The accuracy of separation of the first and second types, obtained at this stage by applying the third rule, is 88.04% of cases.

Overall, on the available training set, this procedure correctly classifies 77.17% of cases (cumulative indicator). The decision tree of the final algorithm is presented in Figure 4. Table 3 shows the classification confusion matrix.

Figure 4. Decision tree of the final classification algorithm (modeling of logical processes) Bityutskaya, E.V., Gasanov, E.E., Khazova, K.V., Patrashkin, N.A. (2024). Classifying the Perception of Difficult Life Tasks: Machine Learning and/or Modeling of Logical Processes, Psychology in Russia: State of the Art, 17(1).

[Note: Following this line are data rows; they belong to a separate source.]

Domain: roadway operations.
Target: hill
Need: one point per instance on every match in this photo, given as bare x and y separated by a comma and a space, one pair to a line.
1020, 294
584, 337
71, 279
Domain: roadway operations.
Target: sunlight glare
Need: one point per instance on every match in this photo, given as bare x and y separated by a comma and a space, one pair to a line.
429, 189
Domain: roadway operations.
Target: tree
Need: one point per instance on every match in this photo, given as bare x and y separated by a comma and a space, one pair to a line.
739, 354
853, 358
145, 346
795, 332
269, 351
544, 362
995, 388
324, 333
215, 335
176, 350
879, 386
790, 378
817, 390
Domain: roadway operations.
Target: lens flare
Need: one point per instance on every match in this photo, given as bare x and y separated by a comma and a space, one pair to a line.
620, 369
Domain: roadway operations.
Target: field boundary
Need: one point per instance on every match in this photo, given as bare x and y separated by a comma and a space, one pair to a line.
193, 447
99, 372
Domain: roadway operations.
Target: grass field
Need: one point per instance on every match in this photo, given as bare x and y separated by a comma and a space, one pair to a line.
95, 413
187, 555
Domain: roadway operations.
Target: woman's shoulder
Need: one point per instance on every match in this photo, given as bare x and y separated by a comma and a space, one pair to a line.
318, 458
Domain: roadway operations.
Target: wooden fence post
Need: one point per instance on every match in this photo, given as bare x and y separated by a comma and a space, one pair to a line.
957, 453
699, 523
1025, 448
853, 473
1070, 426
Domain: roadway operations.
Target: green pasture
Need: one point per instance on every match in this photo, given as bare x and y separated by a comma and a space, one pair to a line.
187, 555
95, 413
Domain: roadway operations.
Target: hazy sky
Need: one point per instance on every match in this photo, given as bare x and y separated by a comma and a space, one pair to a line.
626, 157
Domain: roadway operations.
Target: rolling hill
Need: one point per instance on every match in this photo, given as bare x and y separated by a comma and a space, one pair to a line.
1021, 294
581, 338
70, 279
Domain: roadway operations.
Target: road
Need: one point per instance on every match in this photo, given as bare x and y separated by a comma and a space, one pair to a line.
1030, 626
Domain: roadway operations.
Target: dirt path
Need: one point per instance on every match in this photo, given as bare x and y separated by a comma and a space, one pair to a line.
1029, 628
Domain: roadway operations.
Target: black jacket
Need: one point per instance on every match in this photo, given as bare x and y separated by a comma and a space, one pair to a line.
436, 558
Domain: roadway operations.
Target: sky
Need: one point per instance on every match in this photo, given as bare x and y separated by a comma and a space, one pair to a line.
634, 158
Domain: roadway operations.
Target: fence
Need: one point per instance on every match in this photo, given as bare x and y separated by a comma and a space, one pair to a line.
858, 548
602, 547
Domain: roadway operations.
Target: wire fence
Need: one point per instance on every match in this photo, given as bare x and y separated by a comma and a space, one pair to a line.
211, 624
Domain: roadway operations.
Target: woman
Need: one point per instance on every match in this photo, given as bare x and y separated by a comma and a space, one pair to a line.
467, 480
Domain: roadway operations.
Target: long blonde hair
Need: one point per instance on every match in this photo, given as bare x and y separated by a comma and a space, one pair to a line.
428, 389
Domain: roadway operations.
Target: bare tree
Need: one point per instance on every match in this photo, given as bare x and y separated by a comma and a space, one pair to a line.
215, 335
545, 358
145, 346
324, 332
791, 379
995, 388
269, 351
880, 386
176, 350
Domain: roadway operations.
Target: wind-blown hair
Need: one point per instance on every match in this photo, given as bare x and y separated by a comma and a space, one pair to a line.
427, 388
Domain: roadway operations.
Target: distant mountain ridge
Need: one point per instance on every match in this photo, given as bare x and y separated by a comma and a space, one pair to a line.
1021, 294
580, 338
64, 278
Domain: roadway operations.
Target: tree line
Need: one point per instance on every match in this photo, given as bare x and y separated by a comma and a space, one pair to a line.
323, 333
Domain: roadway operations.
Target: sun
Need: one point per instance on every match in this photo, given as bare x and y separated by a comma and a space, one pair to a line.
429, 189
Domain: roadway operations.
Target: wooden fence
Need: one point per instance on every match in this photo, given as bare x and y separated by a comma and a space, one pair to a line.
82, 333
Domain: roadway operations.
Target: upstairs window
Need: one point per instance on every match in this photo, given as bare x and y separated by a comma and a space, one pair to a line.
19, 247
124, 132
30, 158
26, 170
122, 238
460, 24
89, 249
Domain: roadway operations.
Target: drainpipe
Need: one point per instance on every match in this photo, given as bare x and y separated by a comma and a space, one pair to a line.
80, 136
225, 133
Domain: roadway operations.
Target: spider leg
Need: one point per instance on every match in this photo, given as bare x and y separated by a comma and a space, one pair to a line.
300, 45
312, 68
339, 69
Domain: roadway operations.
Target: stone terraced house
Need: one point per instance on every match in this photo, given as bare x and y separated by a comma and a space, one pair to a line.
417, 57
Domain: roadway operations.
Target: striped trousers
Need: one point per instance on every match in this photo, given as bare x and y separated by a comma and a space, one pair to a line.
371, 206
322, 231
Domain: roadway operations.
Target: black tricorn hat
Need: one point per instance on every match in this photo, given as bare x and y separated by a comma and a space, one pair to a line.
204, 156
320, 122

Figure 4. Decision tree of the final classification algorithm (modeling of logical processes)

Table 3

Classification confusion matrix using the resulting algorithm

Classes

1st* class

2nd* class

3rd* class

4th* class

5th* class

Total

Correctly defined

1

38

10

10

9

0

67

56.7%

2

1

43

22

23

0

89

48.3%

3

7

18

98

16

0

139

70.5%

4

0

1

4

233

7

245

95.1%

5

0

0

0

9

51

60

85.0%

Note. * – the class to which the final algorithm assigned the cases; the number of matches to the expert’s assessment is highlighted by shading.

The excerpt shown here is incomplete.